Conventionally, growth in developing countries has depended on the strength of developed economies. Today’s economic outlook for developed countries ranges from subdued to grim. Advanced economies face significant hurdles to emerge from the crisis and overcome anemic growth rates. Whether and when demand in developed countries will recover sufficiently to boost growth in the developing world remains to be seen. In all likelihood, the legacy of the financial crisis will cripple advanced economy growth trends due to several factors: fiscal consolidation necessitated by soaring debt-to-GDP ratios, deterioration of household balance sheets and consequent weak private consumption, higher costs of financial intermediation stemming from new regulations, and a weak jobless recovery leaving high rates of unemployment.
On the other hand, several trends support an autonomous growth trajectory in developing countries, vis-à-vis advanced economies. The process of trade and structural change in developing economies, which absorbs surplus labor and enhances productivity, is still underway at various stages across different regions. Trade among developing countries has long been expanding. Production value chains, with China as a hub, constitute a significant portion of trade in Asia, and hence exports to the rest of the world. Such vertically-integrated trade patterns have fueled the pace of technology transfer to developing countries; continued diffusion offers potential for further gains. The low degree of leveraging in most of the developing world creates scope for much-needed infrastructure investment, for which marginal returns are high. For instance, decreased transportation costs make supply chains more viable. Finally, poverty has been declining for some time, on a trajectory strong enough to withstand the crisis.

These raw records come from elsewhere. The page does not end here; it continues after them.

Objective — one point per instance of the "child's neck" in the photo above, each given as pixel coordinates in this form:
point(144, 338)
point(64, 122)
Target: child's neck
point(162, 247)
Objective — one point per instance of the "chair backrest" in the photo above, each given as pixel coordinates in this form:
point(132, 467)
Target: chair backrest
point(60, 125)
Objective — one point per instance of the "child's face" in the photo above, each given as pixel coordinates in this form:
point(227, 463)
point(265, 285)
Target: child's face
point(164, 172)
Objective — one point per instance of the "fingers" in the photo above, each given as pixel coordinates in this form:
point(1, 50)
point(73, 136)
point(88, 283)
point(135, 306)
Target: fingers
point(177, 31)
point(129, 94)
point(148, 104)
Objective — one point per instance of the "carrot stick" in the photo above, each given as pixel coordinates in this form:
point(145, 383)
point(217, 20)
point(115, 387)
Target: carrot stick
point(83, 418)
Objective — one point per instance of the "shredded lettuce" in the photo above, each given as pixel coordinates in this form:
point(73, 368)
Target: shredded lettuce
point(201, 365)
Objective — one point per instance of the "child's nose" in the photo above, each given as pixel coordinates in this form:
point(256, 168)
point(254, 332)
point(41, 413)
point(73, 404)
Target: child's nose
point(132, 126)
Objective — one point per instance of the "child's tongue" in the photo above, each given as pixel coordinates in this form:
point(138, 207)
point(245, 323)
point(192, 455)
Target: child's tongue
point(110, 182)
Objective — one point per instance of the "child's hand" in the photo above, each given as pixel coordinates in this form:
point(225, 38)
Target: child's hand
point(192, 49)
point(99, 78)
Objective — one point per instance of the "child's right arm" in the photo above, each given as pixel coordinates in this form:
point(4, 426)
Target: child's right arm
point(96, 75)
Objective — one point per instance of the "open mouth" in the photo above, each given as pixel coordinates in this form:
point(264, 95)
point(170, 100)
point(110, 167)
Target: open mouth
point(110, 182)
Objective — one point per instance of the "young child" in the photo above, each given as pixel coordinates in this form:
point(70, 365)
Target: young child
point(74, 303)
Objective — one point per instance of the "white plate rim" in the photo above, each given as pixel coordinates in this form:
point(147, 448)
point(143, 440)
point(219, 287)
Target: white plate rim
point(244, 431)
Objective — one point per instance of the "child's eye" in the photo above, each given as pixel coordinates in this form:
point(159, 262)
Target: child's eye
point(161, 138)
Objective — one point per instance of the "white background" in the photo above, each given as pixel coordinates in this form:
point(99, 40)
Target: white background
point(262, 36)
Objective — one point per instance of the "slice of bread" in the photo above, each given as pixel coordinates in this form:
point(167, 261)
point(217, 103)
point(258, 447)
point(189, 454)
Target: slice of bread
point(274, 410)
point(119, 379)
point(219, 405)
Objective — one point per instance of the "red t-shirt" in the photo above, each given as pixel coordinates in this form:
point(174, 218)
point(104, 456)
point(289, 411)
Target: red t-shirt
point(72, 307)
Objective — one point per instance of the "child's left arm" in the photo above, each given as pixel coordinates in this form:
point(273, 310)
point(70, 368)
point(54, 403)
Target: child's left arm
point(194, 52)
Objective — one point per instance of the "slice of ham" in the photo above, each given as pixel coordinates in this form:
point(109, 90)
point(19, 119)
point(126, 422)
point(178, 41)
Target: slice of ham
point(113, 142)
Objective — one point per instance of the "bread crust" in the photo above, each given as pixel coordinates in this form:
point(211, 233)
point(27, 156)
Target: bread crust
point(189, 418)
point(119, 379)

Latin America fared relatively well during the worldwide meltdown—its banking systems held up, principally because they are old-fashioned, not overly leveraged, or engaged in non-traditional activities. Moreover, banking reforms implemented in the wake of past banking crises served the region well. For the first time, governments were able to implement countercyclical fiscal stimuli, boosting their economies and reducing recession. Latin America has new-found legitimacy on a number of fronts: its economic performance in the midst of the global downturn; Brazil’s incipient superpower status; and the respect enjoyed by several Latin American ex-presidents on the international stage. “The region now enjoys a (modest) place at the world table,” Giugale noted.
Direct transfers to the poor, together with remittances flowing in from workers abroad and a stable macroeconomic environment, have helped Latin America significantly reduce poverty levels and chip away at egregious socioeconomic inequality, which had for so long come to define the region. The middle class is growing apace.
With growth comes a louder call for government responsibility. Corruption still plagues Latin American institutions, but the contract between the state and its people is growing stronger. Increased government transparency can help build trust among populations, and citizens will be more inclined to cede governments power to collect higher taxes. Governments could deliver better services and run a more robust and efficient state, breaking the cycle of citizens who pretend to pay taxes and governments who pretend to provide services.
Social policies have moved in a positive direction, targeting equity rather than equality. In other words, the focus has shifted to providing equitable opportunities to all. One important positive externality of the proliferation of conditional cash transfer programs is the establishment of logistics to reach the poor (i.e. bank accounts, contact information, etc), thereby incorporating them into increasingly inclusive societies.
Yet in order for economic growth in Latin America to reach higher levels, Giugale contends that the region needs a “new brand,” not new free trade agreements. Penetration of Latin American goods in the world market reaches only 5 percent. (Over the past several decades, Asia’s share has quadrupled from 5 to 20 percent, while Latin America’s has remained stagnant). Innovation in Latin America is insufficient and the region’s total factor productivity relative to that of the United States is declining, while Asia’s is rising. The possibility of facing appreciated currencies relative to a weak dollar increases the urgency for productivity-enhancing reforms in Latin America.
With appropriate policies, the region’s problems appear surmountable. The outlook for future growth is positive. Canuto and Giugale warned, however, that inadequate education systems; the possibility of a natural resource curse; crime and violence; and a possible sovereign debt collapse or rating downgrade in a G7 country, all present risks to Latin America’s continued economic success.